I’ve been playing with Yahoo’s latest toy – see Yahoo Pipes in 10 easy steps.
It’s a very good example of a Web 2 tool. While it is still in beta it already allows you to combine / filter / clone and edit RSS streams. (RSS = a summary of a website, offered by many sites, including this one – just look for the orange logo). In the same way that SQL queries a database, Pipes allows you to query Websites (or to be more precise RSS streams) for the information that you want.
Yahoo Pipes is worth checking out for the following reasons:
- The user interface (finally) puts Gmail to shame. Just how do they generate the dynamic / curvy pipes linking the boxes?
- It’s completely graphic. Users with at a ‘power user of Excel’ level can generate streams that would previously have taken an experienced programmer a number of days.
- It’s another piece on the Web2 infrastructure. All other desktop apps have migrated to the web. It was just a matter of time before developer tools did as well. Does it make sense for you? Your call.
Pipes, for the reasons below, is not yet going to displace teams of Java people who do nothing but code RSS streams all day. Before, the choice on many IT projects was Build , Buy or use Open Source (or various combinations of those three). Online Web 2 apps and services (of which pipes is only one example) gives a fourth option to put into the mix. So what does Yahoo pipes need to overcome the ‘toy’ label and become a ‘serious’ option for IT projects?
- The problem is, it’s free. How do Yahoo intend making money out of Pipes? More accurately , will they make enough money so that my project can still use it in 3 years time.
- You’re stuck with Yahoo. If you build against pipes, you’re stuck with them. Even in the database world, it is possible, if expensive, to switch product supplier. I’d love Yahoo to open source pipes to solve this dilemma, and allow them to build a business around the ‘pipes hosting’ part.
- It’s completely graphic. This is mainly a good thing but no doubt most developers would still like the option to see and edit the generated code.
- It’s hard to extend. If there is a way of extending it with my own ‘widgets’ , then I missed it. I can host RSS-generating code on my own server, but this detracts from pipes overall ease of use.
What do you think – will Yahoo Pipes take off , or be quietly abandonded?
I love the filtering capabilities of yahoo Pipes
I have not found that service in any other provider.
I do not think it is hard to extend, it basically generates new rss that you can throw to another filter, agreggator, widget, etc…
I’d be using it in a showcase project right now if the one thing I needed, regexes that work with html markup, actually worked.

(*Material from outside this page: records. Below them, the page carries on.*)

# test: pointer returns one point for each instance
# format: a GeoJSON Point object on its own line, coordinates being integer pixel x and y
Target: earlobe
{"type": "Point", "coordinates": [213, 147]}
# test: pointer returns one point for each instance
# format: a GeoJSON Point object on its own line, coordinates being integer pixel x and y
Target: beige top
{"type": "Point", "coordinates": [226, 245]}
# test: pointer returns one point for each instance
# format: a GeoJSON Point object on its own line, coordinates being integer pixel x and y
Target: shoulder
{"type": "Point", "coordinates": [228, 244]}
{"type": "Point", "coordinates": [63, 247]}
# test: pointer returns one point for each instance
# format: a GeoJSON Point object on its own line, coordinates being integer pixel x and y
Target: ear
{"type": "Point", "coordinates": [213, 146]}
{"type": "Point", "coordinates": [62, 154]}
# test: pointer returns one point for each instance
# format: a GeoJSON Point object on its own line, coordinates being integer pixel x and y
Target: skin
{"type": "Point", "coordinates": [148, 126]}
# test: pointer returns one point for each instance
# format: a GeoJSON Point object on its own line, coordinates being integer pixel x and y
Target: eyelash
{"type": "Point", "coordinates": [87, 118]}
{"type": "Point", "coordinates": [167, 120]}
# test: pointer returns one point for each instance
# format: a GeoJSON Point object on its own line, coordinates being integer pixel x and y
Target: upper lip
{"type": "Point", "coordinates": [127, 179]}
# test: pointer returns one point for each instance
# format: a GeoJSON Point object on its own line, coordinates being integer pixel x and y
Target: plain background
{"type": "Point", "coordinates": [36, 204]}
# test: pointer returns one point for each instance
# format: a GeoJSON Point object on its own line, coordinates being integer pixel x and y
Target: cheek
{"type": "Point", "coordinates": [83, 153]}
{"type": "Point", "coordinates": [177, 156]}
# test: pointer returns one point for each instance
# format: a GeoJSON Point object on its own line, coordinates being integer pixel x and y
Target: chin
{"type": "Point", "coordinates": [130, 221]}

It’s a known bug which they say they are fixing but it stops me dead in my tracks and just makes it an interesting toy for the moment.
It also kept losing my edits which was very frustrating.
I find it bizarre that the support forums for a power-RSS tool like pipes do not have RSS feeds per discussion thread! Maybe I could write a pipe to do it 🙂
@Carlos – I’ve still to get into the filtering – perhaps to filter out mentions on twitter in blogs (!)
@Conor – does this make you a pipes senior developer? 🙂 I hadn’t seen that problem , not the losing of edits.
What I love to be able to do is take my entire set of rss feeds (as opml), filter them and sort according to some preference , but keep them as individual feeds. Seems I can do all but the last item ..
The fact that Yahoo! Pipes makes it possible to convert XML into JSON makes it ideal for mashups that need to work around cross domain access restrictions. I shall be using Yahoo! Pipes extensively where I need a JSON data feed with a callback function but only have a XML data feed provided.